When it comes to taking our medicine, we are ambivalent — sometimes favoring the black-and-white approach; and, sometimes yearning for the quick fix of a magic elixir that cures all ills.

That frontier rustic has been replaced by giant pharmaceutical companies, which last year spent more than $4 billion to advertise prescription drugs like Nexium's "little purple pill."

All that advertising is buttressed by streams of scientific studies which sometimes seem to promise the moon — studies which are sometimes followed by later reports which say those same products were no more effective than placebos.

Still, we have become conditioned, says Advertising Age’s Rich Thomaselli, to expect nothing less than the ultimate.

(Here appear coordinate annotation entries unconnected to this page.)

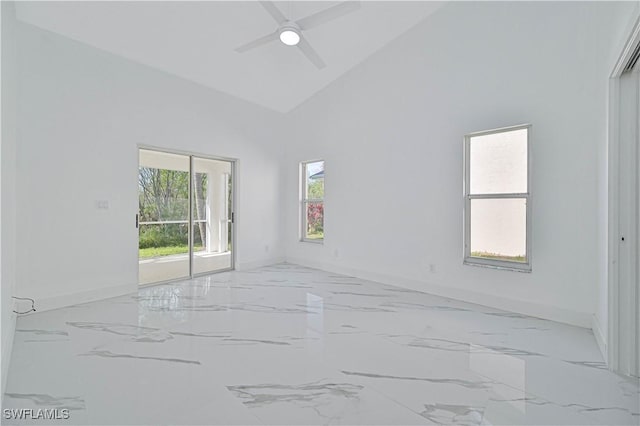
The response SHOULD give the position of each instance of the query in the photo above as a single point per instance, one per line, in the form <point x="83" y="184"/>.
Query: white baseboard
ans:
<point x="552" y="313"/>
<point x="55" y="302"/>
<point x="258" y="263"/>
<point x="601" y="338"/>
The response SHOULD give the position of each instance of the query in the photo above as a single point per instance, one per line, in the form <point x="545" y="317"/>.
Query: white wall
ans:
<point x="600" y="326"/>
<point x="391" y="133"/>
<point x="7" y="186"/>
<point x="82" y="114"/>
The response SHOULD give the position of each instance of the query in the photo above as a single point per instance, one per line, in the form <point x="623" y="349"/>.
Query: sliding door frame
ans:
<point x="623" y="343"/>
<point x="192" y="155"/>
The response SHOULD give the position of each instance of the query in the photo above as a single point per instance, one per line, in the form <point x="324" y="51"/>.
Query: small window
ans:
<point x="312" y="201"/>
<point x="498" y="198"/>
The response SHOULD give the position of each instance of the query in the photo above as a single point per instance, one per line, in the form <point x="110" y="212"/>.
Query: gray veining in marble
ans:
<point x="285" y="344"/>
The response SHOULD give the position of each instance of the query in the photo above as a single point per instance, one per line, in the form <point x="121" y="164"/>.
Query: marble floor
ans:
<point x="291" y="345"/>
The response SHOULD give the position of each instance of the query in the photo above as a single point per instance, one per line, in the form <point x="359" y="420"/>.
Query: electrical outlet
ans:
<point x="102" y="204"/>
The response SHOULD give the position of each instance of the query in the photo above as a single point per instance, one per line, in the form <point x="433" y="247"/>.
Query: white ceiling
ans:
<point x="196" y="40"/>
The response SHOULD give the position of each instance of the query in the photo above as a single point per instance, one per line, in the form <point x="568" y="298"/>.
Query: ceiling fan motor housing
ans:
<point x="289" y="33"/>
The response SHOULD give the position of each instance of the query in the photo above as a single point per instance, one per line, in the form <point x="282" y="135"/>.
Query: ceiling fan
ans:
<point x="290" y="32"/>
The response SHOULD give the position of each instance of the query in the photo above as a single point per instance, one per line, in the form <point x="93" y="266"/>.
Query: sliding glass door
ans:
<point x="211" y="215"/>
<point x="185" y="216"/>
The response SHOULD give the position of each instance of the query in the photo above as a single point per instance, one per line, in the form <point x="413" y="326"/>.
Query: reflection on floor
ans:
<point x="291" y="345"/>
<point x="173" y="267"/>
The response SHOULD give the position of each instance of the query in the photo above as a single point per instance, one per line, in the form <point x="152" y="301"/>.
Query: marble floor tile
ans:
<point x="286" y="344"/>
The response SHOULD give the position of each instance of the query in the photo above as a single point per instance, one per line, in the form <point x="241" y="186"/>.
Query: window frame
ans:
<point x="495" y="263"/>
<point x="305" y="201"/>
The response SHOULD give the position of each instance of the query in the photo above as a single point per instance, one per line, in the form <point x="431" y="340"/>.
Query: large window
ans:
<point x="312" y="201"/>
<point x="498" y="198"/>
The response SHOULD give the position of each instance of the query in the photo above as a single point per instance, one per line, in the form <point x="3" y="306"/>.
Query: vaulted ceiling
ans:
<point x="196" y="40"/>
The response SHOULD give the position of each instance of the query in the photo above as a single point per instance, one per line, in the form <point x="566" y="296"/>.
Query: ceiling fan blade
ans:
<point x="310" y="53"/>
<point x="328" y="14"/>
<point x="257" y="43"/>
<point x="273" y="11"/>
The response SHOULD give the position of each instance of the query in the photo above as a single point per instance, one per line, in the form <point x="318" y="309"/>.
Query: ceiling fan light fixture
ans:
<point x="289" y="36"/>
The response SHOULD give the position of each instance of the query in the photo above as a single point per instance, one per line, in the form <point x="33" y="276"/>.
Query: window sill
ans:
<point x="320" y="242"/>
<point x="504" y="266"/>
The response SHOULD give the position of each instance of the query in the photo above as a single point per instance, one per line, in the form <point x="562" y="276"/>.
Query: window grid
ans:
<point x="306" y="201"/>
<point x="469" y="259"/>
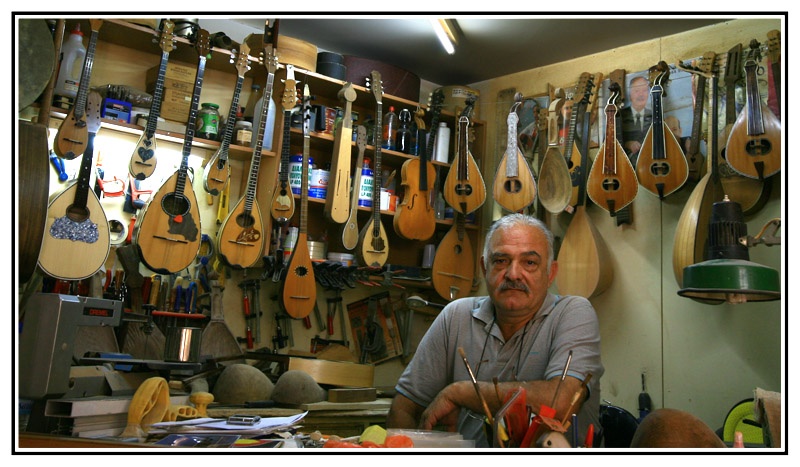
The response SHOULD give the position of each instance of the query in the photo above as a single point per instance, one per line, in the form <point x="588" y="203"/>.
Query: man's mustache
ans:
<point x="510" y="285"/>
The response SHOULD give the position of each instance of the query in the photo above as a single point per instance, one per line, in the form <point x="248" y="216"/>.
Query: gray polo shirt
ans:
<point x="538" y="351"/>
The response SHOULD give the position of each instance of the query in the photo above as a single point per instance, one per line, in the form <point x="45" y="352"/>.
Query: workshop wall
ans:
<point x="699" y="358"/>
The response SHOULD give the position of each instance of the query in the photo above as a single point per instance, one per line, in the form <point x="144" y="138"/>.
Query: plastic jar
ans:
<point x="207" y="124"/>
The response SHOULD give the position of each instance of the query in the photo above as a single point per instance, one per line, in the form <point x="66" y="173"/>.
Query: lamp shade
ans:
<point x="731" y="280"/>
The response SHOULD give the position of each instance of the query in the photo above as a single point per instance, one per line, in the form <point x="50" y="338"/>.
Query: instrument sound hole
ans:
<point x="175" y="204"/>
<point x="659" y="169"/>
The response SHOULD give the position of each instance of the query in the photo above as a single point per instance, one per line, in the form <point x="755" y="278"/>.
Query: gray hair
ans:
<point x="514" y="220"/>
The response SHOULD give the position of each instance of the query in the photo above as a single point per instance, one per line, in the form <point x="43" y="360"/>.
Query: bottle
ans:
<point x="404" y="139"/>
<point x="442" y="148"/>
<point x="390" y="125"/>
<point x="266" y="142"/>
<point x="208" y="119"/>
<point x="365" y="190"/>
<point x="73" y="54"/>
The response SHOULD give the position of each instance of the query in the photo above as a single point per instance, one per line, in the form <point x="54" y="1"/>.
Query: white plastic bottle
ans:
<point x="73" y="54"/>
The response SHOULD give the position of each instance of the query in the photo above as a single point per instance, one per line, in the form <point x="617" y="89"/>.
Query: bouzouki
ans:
<point x="514" y="185"/>
<point x="239" y="239"/>
<point x="167" y="232"/>
<point x="572" y="154"/>
<point x="754" y="145"/>
<point x="584" y="262"/>
<point x="555" y="183"/>
<point x="217" y="172"/>
<point x="612" y="183"/>
<point x="692" y="230"/>
<point x="464" y="189"/>
<point x="661" y="166"/>
<point x="415" y="218"/>
<point x="300" y="288"/>
<point x="350" y="231"/>
<point x="373" y="243"/>
<point x="77" y="240"/>
<point x="143" y="161"/>
<point x="694" y="158"/>
<point x="750" y="193"/>
<point x="72" y="135"/>
<point x="337" y="202"/>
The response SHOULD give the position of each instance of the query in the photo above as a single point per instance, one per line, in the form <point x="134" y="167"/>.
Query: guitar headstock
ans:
<point x="375" y="83"/>
<point x="774" y="46"/>
<point x="242" y="60"/>
<point x="290" y="90"/>
<point x="167" y="40"/>
<point x="94" y="102"/>
<point x="203" y="43"/>
<point x="306" y="111"/>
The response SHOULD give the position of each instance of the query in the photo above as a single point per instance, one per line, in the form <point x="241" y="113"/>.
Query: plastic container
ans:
<point x="365" y="190"/>
<point x="390" y="126"/>
<point x="73" y="54"/>
<point x="441" y="151"/>
<point x="404" y="140"/>
<point x="207" y="124"/>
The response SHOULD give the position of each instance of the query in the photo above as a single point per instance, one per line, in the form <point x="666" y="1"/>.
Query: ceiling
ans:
<point x="488" y="46"/>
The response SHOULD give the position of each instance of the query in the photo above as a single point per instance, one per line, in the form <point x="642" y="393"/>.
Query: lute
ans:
<point x="77" y="241"/>
<point x="239" y="240"/>
<point x="300" y="288"/>
<point x="754" y="145"/>
<point x="415" y="218"/>
<point x="612" y="183"/>
<point x="373" y="243"/>
<point x="661" y="166"/>
<point x="337" y="201"/>
<point x="514" y="187"/>
<point x="72" y="135"/>
<point x="217" y="172"/>
<point x="464" y="189"/>
<point x="143" y="160"/>
<point x="167" y="232"/>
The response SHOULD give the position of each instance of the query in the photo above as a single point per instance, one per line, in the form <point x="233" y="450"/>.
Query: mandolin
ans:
<point x="143" y="160"/>
<point x="555" y="182"/>
<point x="692" y="230"/>
<point x="373" y="244"/>
<point x="217" y="172"/>
<point x="463" y="187"/>
<point x="514" y="185"/>
<point x="454" y="263"/>
<point x="661" y="166"/>
<point x="612" y="183"/>
<point x="694" y="158"/>
<point x="415" y="218"/>
<point x="337" y="202"/>
<point x="754" y="145"/>
<point x="77" y="241"/>
<point x="167" y="232"/>
<point x="350" y="230"/>
<point x="572" y="154"/>
<point x="239" y="240"/>
<point x="72" y="135"/>
<point x="282" y="206"/>
<point x="300" y="288"/>
<point x="584" y="262"/>
<point x="750" y="193"/>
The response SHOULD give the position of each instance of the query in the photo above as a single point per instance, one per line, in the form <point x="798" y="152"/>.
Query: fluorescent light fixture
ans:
<point x="444" y="31"/>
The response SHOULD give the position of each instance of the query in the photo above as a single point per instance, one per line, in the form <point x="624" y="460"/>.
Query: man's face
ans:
<point x="639" y="92"/>
<point x="517" y="278"/>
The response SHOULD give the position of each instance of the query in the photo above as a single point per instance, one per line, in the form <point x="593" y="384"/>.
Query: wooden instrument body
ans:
<point x="453" y="269"/>
<point x="514" y="187"/>
<point x="143" y="160"/>
<point x="415" y="218"/>
<point x="661" y="166"/>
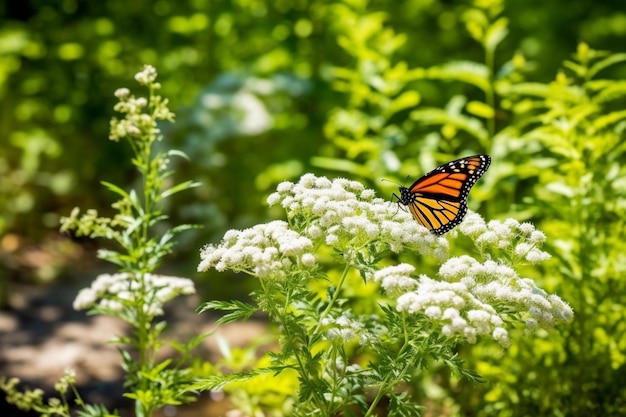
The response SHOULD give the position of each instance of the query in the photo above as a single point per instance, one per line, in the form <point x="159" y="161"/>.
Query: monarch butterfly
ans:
<point x="438" y="200"/>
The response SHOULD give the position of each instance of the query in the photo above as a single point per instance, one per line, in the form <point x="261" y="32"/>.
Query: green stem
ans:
<point x="389" y="382"/>
<point x="333" y="299"/>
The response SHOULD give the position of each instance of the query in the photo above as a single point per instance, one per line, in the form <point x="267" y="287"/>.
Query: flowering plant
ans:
<point x="350" y="353"/>
<point x="135" y="294"/>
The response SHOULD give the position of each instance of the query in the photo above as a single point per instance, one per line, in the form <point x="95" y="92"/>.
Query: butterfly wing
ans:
<point x="438" y="200"/>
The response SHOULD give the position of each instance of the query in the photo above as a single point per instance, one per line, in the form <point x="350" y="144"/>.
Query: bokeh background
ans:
<point x="266" y="90"/>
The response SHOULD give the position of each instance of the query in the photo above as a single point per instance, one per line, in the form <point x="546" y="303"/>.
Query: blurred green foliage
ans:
<point x="266" y="90"/>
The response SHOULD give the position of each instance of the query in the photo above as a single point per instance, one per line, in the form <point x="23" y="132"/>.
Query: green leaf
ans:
<point x="238" y="310"/>
<point x="468" y="72"/>
<point x="180" y="187"/>
<point x="402" y="102"/>
<point x="115" y="189"/>
<point x="480" y="109"/>
<point x="606" y="62"/>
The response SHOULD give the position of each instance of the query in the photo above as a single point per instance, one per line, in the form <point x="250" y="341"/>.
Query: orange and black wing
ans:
<point x="438" y="200"/>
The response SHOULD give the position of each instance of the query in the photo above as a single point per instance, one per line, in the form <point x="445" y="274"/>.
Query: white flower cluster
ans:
<point x="147" y="75"/>
<point x="115" y="291"/>
<point x="520" y="238"/>
<point x="344" y="214"/>
<point x="396" y="279"/>
<point x="344" y="380"/>
<point x="468" y="301"/>
<point x="265" y="250"/>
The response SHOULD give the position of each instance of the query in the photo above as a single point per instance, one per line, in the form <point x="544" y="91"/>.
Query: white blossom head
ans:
<point x="115" y="292"/>
<point x="269" y="250"/>
<point x="346" y="215"/>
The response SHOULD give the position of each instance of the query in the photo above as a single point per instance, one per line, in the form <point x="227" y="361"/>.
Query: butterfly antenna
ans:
<point x="391" y="181"/>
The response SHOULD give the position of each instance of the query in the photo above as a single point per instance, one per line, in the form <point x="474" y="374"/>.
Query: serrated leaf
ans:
<point x="604" y="63"/>
<point x="480" y="109"/>
<point x="115" y="189"/>
<point x="238" y="310"/>
<point x="472" y="73"/>
<point x="402" y="102"/>
<point x="496" y="32"/>
<point x="180" y="187"/>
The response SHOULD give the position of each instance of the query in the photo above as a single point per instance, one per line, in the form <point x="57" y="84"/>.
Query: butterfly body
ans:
<point x="438" y="200"/>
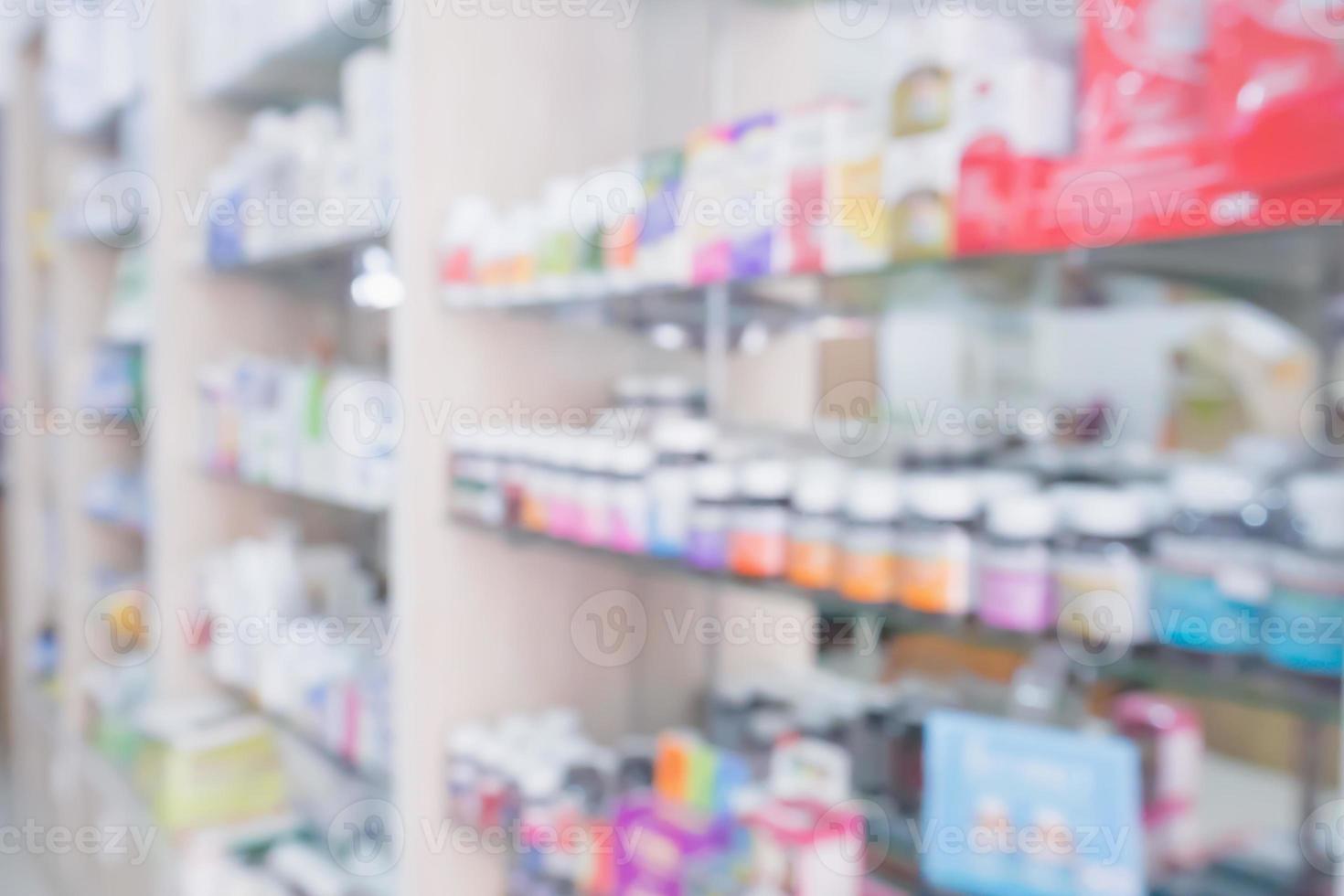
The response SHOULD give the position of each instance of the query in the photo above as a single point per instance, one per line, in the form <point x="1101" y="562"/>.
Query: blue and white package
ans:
<point x="1023" y="810"/>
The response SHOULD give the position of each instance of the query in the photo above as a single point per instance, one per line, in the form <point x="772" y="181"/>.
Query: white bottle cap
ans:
<point x="944" y="498"/>
<point x="1212" y="488"/>
<point x="684" y="435"/>
<point x="818" y="488"/>
<point x="566" y="450"/>
<point x="1109" y="513"/>
<point x="766" y="480"/>
<point x="634" y="391"/>
<point x="1023" y="516"/>
<point x="597" y="454"/>
<point x="674" y="389"/>
<point x="712" y="483"/>
<point x="1317" y="501"/>
<point x="634" y="460"/>
<point x="1001" y="484"/>
<point x="874" y="496"/>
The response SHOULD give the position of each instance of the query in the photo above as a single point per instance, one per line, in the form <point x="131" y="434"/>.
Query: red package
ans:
<point x="1144" y="76"/>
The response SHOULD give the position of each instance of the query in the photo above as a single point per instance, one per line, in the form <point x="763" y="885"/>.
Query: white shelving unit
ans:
<point x="480" y="108"/>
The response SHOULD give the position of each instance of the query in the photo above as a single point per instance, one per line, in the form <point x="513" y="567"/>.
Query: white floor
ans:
<point x="19" y="873"/>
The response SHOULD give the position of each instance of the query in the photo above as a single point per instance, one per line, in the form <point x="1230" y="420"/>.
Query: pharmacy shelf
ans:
<point x="336" y="258"/>
<point x="378" y="782"/>
<point x="309" y="497"/>
<point x="901" y="867"/>
<point x="1253" y="684"/>
<point x="1270" y="266"/>
<point x="306" y="68"/>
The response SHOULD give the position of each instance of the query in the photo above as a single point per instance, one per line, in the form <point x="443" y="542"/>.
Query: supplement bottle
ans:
<point x="595" y="465"/>
<point x="758" y="543"/>
<point x="707" y="540"/>
<point x="933" y="557"/>
<point x="1015" y="578"/>
<point x="682" y="445"/>
<point x="537" y="492"/>
<point x="562" y="509"/>
<point x="1101" y="575"/>
<point x="869" y="543"/>
<point x="815" y="527"/>
<point x="1210" y="577"/>
<point x="1306" y="614"/>
<point x="631" y="503"/>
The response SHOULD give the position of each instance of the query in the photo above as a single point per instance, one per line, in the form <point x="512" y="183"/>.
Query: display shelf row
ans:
<point x="1161" y="667"/>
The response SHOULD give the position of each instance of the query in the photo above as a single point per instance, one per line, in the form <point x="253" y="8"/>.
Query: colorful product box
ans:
<point x="1277" y="88"/>
<point x="666" y="841"/>
<point x="920" y="197"/>
<point x="803" y="133"/>
<point x="709" y="179"/>
<point x="1026" y="810"/>
<point x="805" y="849"/>
<point x="754" y="222"/>
<point x="857" y="238"/>
<point x="1144" y="76"/>
<point x="1171" y="741"/>
<point x="661" y="258"/>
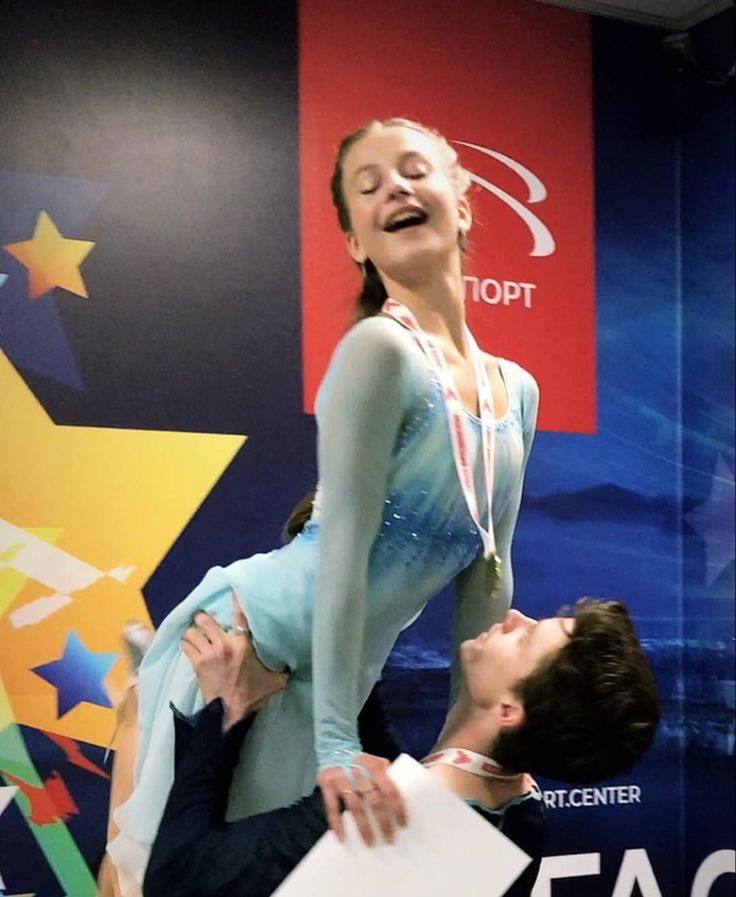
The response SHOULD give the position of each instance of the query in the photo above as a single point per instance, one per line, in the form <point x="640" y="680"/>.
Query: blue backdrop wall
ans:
<point x="169" y="138"/>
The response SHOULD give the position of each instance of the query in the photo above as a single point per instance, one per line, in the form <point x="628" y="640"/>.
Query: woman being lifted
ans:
<point x="423" y="440"/>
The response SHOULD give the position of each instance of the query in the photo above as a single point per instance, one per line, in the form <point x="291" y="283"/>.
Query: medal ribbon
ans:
<point x="456" y="419"/>
<point x="469" y="761"/>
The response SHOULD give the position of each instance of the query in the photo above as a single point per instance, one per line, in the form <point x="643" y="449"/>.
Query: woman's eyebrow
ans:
<point x="371" y="166"/>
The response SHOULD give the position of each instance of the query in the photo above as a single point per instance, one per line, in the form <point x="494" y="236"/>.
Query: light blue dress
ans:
<point x="390" y="529"/>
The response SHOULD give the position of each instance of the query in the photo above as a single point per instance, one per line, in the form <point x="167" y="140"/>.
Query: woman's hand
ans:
<point x="358" y="788"/>
<point x="227" y="666"/>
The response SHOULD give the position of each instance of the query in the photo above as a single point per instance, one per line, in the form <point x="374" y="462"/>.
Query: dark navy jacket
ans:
<point x="197" y="854"/>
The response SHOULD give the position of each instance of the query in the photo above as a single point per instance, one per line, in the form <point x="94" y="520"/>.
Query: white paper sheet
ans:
<point x="447" y="850"/>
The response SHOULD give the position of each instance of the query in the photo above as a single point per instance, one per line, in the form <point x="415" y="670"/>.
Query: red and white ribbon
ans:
<point x="469" y="761"/>
<point x="456" y="418"/>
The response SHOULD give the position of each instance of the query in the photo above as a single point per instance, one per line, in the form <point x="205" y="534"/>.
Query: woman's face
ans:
<point x="404" y="208"/>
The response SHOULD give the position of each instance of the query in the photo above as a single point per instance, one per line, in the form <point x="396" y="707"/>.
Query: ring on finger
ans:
<point x="366" y="790"/>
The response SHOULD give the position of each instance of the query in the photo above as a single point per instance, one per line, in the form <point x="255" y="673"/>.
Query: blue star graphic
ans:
<point x="78" y="675"/>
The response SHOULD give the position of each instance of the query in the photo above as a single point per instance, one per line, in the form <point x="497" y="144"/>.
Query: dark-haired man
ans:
<point x="569" y="697"/>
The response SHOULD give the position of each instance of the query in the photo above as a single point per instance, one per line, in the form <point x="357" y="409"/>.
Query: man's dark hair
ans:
<point x="591" y="710"/>
<point x="298" y="517"/>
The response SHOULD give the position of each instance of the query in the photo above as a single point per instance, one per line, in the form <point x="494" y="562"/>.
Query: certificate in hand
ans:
<point x="447" y="849"/>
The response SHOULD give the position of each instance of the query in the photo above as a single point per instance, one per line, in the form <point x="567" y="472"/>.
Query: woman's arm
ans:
<point x="360" y="416"/>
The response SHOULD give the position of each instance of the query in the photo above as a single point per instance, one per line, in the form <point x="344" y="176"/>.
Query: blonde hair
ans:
<point x="373" y="293"/>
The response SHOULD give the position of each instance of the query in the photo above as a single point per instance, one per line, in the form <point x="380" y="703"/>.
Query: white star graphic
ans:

"Come and try our brand; we'll do more for you… we have an answer for your problems,” Thomaselli says. “And it's not ‘take two aspirin and call me in the morning,’ or ‘an apple a day keeps the doctor away.’”

Often lost in the commotion — and promotion — is old-fashioned common sense, which, for the last 32 years, family doctor Patrick Harr has been dispensing in Merryville, Mo.

“Sometimes it's better to do nothing,” Harr says. “There's nothing wrong with watchful waiting.”

Occasionally popular culture still esteems that low-key approach of the disheveled country doctor giving soda to relieve stomach pain. But nowadays how many physicians would dare recommend something that home-spun, with so many patients more informed — and misinformed — than ever before?

“It's almost like a topsy-turvy world that's gone upside down,” Harr says.

And that leaves a country full of patients wondering if what they're getting really is just what the doctor ordered?